The Skeletons are the only rods that I use. The new Skeletons with the Micro eyes are the Cat's meow! Call Castaway and ask to talk to Kelly, he is a rod builder and vary good at what he does. Tell him what you are wanting and he will "fit" you with a rod! If you need to send one back Call 936-582-1677


----------



## icspts (Feb 25, 2011)

Kody Emmert said:


> I forgot to add, the best customer service I have had yet with a rod company...


 X2
and I love my rod...


----------



## ToTheExtreme (Mar 9, 2010)

found my 6'5 wader special med light at the boat show for a great deal @ $90 and absolutely love it! lightweight and a great wading rod


----------



## blackmagic (May 13, 2011)

I have a 6 5 wader special light and this may sound wierd but the light felt stiffer than the medium light lol


----------



## Pescados Locos Tony (Feb 6, 2007)

I have 2 HG40's and 2 others..I forget the model numbers...Best rods I have ever owned, great customer service...and they are made right here in TX, right off Lake Conroe.

I like the Med. action, they have the back bone needed for for big reds but still soft enough for small plastics and Trout!

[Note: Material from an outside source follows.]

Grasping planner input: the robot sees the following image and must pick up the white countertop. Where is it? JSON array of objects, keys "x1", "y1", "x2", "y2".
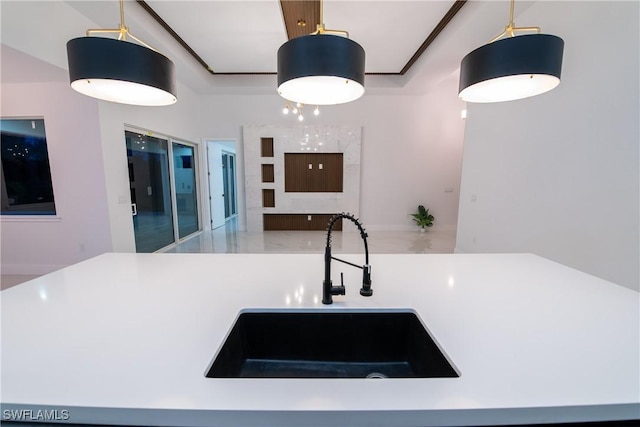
[{"x1": 0, "y1": 254, "x2": 640, "y2": 426}]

Cant go wrong with CastAWay!
Tony


----------



## pickn'fish (Jun 1, 2004)

Bought one mid-80'[email protected] 7'($100,) Mid-90's bought a T70[email protected] 6'5"- real nice plastics rod($175). Used a AS Titanium for few years and bought a Wader Sp. ML Skeleton 2 yrs. [email protected] 6'5". I love this rod for topwaters, plastics and plugs. Also, been known to spoon feed 'em with it. Great rods and local/USA. They stand behind them and replaced my T700 when I snapped it for $40 freight/all. Had a problem w/reel seat on Skeleton and owner where I bought it handed me a brand new one off rack...


----------